= Hubert Le Blanc =

Violin player, doctor of law and abbé

Hubert Le Blanc (fl. 1740) was a French viol player, doctor of law and abbé. Strongly regretting that viol playing was falling out of fashion, he wrote the treatise Défense de la basse de viole contre les enterprises du violon et les prétentions du violoncelle, which was published in Amsterdam by Pierre Mortier in 1740.

Those who have written about him are unanimous in considering him an eccentric: his German translator (Erhard, 1951) called him "a somewhat sarcastic old gentleman"; his English translator (Jackson, 1973) said he had a "colorful and eccentric personality"; his only biographer (Fétis, 1863) tells us that when he learned that his treatise was to be published in Amsterdam, he was so transported with joy that he set off immediately (presumably from Paris), attired as he was when he received the news, in bathrobe, slippers, and nightcap. Despite his reputation for eccentricity and his purple prose, larded with mythological allusions, he provides a wealth of eyewitness information about eighteenth-century musical life. The treatise is divided into three parts.

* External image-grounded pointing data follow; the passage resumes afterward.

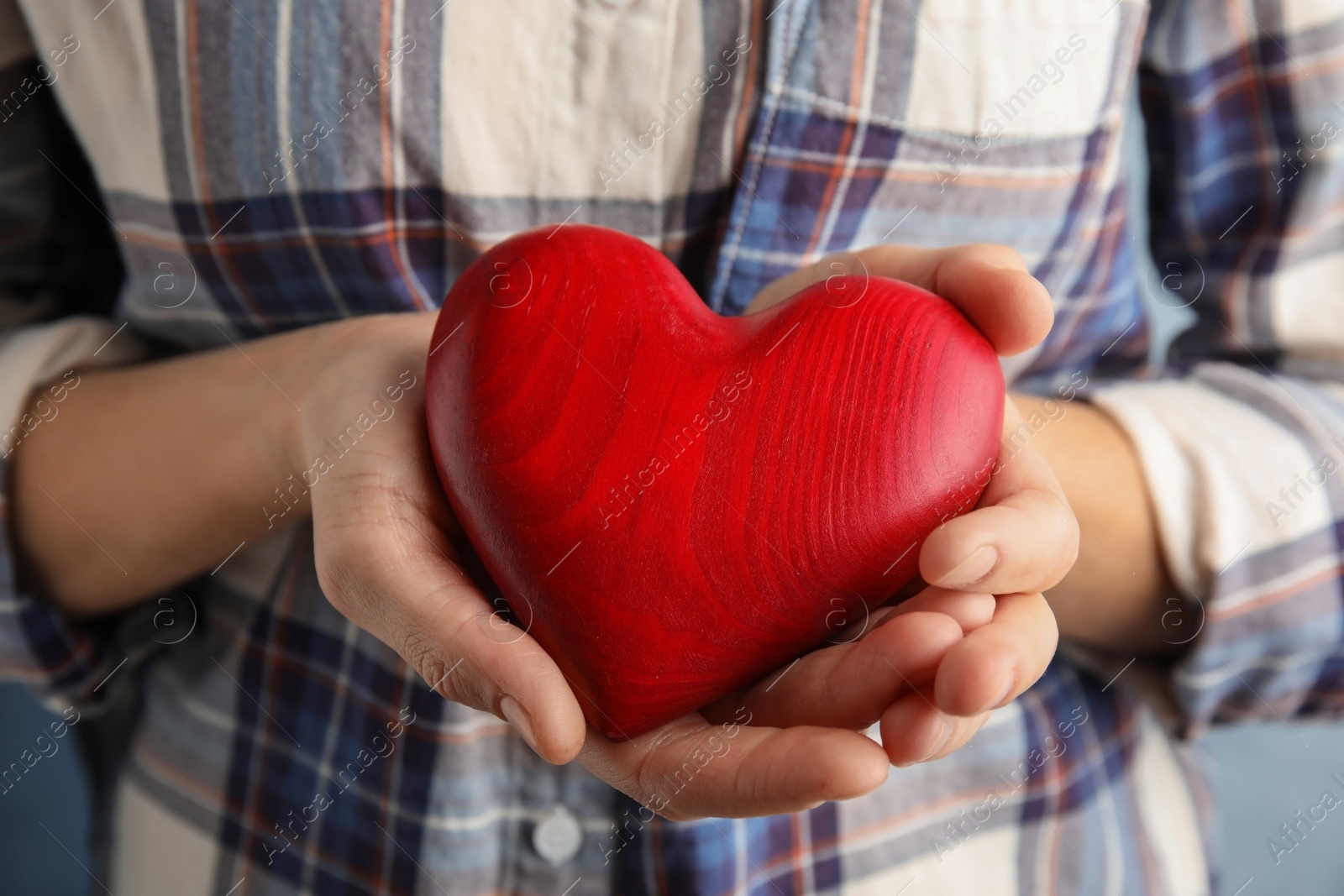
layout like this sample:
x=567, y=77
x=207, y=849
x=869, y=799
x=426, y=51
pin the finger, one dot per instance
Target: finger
x=968, y=609
x=691, y=768
x=914, y=730
x=396, y=577
x=995, y=664
x=990, y=284
x=848, y=685
x=1021, y=537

==Dissertation on pièces and sonatas==
In the first part, Le Blanc associates pièces with the viol, music in the French taste, and musical poetry; he associates sonatas with the violin, music in the Italian taste, and musical prose. He discusses the viol playing of Marin Marais (1656–1728) and Antoine Forqueray (c. 1671-1745) in detail, suggesting that he was old enough to have witnessed their playing in person.

==The viola da gamba vs. the violin==
The second part, the longest in the treatise, is told in the form of a dialogue between "Sultan Violin, an abortion and a pygmy," and Lady Viol, in which these allegorical characters debate the relative merits of the viol and the violin in the Jardin des Tuilieres prior to a Concert Spirituel in which the violinists Giovanni Battista Somis (1686–1763) and Francesco Geminiani (1687–1762) are to play in the Italian style at a highly publicized concert. This section provides insight into the transition from private music-making by amateurs amongst the nobility and high bourgeoisie to music-making by professionals in a public concert hall.

==Rules for making everything playable on the viol==
In the third part, Le Blanc offers a solution to the declining popularity of the viol and expanding popularity of the violin, by explaining how to play violin music on the viol. The wealth of detail in this part demonstrates that Le Blanc must have been an expert player himself, and describes contemporary performance practice, both on the viol and on other instruments.